《機械》〈パワーエレクトロニクス〉[H20:問9]IGBTの得失や特性に関する論説問題

【問題】

【難易度】★★★☆☆(普通)

電力用半導体素子(半導体バルブデバイス)である\( \ \mathrm {IGBT} \ \)(絶縁ゲートバイポーラトランジスタ)に関する記述として,正しいのは次のうちどれか。

(1) ターンオフ時の駆動ゲート電力が\( \ \mathrm {GTO} \ \)に比べて大きい。

(2) 自己消弧能力がない。

(3) \( \ \mathrm {MOS} \ \)構造のゲートとバイポーラトランジスタとを組み合わせた構造をしている。

(4) \( \ \mathrm {MOS} \ \)形\( \ \mathrm {FET} \ \)パワートランジスタより高速でスイッチングできる。

(5) 他の大電力用半導体素子に比べて,並列接続して使用することが困難な素子である。

【ワンポイント解説】

\( \ \mathrm {IGBT} \ \)(絶縁ゲートバイポーラトランジスタ)に関する問題です。
本問は正しいものを見つける必要があるため,誤りを見つける問題よりは難易度は高くなりますが,正答が比較的見つけやすい問題でもあります。
動作原理や特徴は理解しておくようにして下さい。

1.\( \ \mathrm {IGBT} \ \)の動作原理
図1の記号に示すように,バイポーラトランジスタと\( \ \mathrm {MOSFET} \ \)を組み合わせたようなデバイスで,\( \ \mathrm {MOSFET} \ \)の速度と大容量化を同時にできる良いとこどりのデバイスです。ただし,速度は\( \ \mathrm {MOSFET} \ \)の方が高速のため,小容量では\( \ \mathrm {MOSFET} \ \)を使用します。特にターンオフ時間はデバイスへのキャリヤの蓄積作用のため長いです。\( \ \mathrm {IGBT} \ \)の構造及び記号は図1のようになります。
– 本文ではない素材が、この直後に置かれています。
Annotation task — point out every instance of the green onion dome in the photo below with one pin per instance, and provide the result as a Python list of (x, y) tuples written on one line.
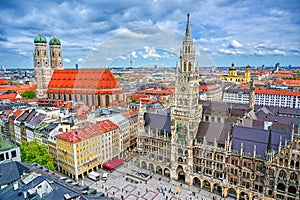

動作原理は\( \ \mathrm {MOSFET} \ \)と似ており,ゲート-エミッタ間電圧\( \ V_{\mathrm {GE}} \ \)をゲート電極に加えることで電子が引き寄せられ,疑似的な\( \ \mathrm {n} \ \)形の層ができ,コレクタ-エミッタ間が導通するようになり,コレクタ電流\( \ I_{\mathrm {C}} \ \)が流れるようになります。したがって,ゲート信号で素子をターンオフできる自己消弧能力を持つ素子となります。

【解答】

解答:(3)
(1)誤り
\( \ \mathrm {IGBT} \ \)は,理論上ゲートには電流は流れないため,ターンオフ時の駆動ゲート電力が\( \ \mathrm {GTO} \ \)(ゲートターンオフサイリスタ)に比べて小さくなります。

(2)誤り
ワンポイント解説「1.\( \ \mathrm {IGBT} \ \)の動作原理」の通り,\( \ \mathrm {IGBT} \ \)はゲート電圧によりオンオフを制御できるため,自己消弧能力を持つ素子となります。

(3)正しい
ワンポイント解説「1.\( \ \mathrm {IGBT} \ \)の動作原理」の通り,\( \ \mathrm {IGBT} \ \)は\( \ \mathrm {MOS} \ \)構造のゲートとバイポーラトランジスタとを組み合わせた構造をしています。

(4)誤り
ワンポイント解説「1.\( \ \mathrm {IGBT} \ \)の動作原理」の通り,\( \ \mathrm {IGBT} \ \)よりも\( \ \mathrm {MOS} \ \)形\( \ \mathrm {FET} \ \)パワートランジスタの方が高速でスイッチングできます

(5)誤り
\( \ \mathrm {IGBT} \ \)は,原理的には抵抗の温度特性が正方向であり,並列接続して使用することが可能です。ただし,容量が異なるものやメーカーが異なるものは特性も変わるため,推奨はされないかと思います。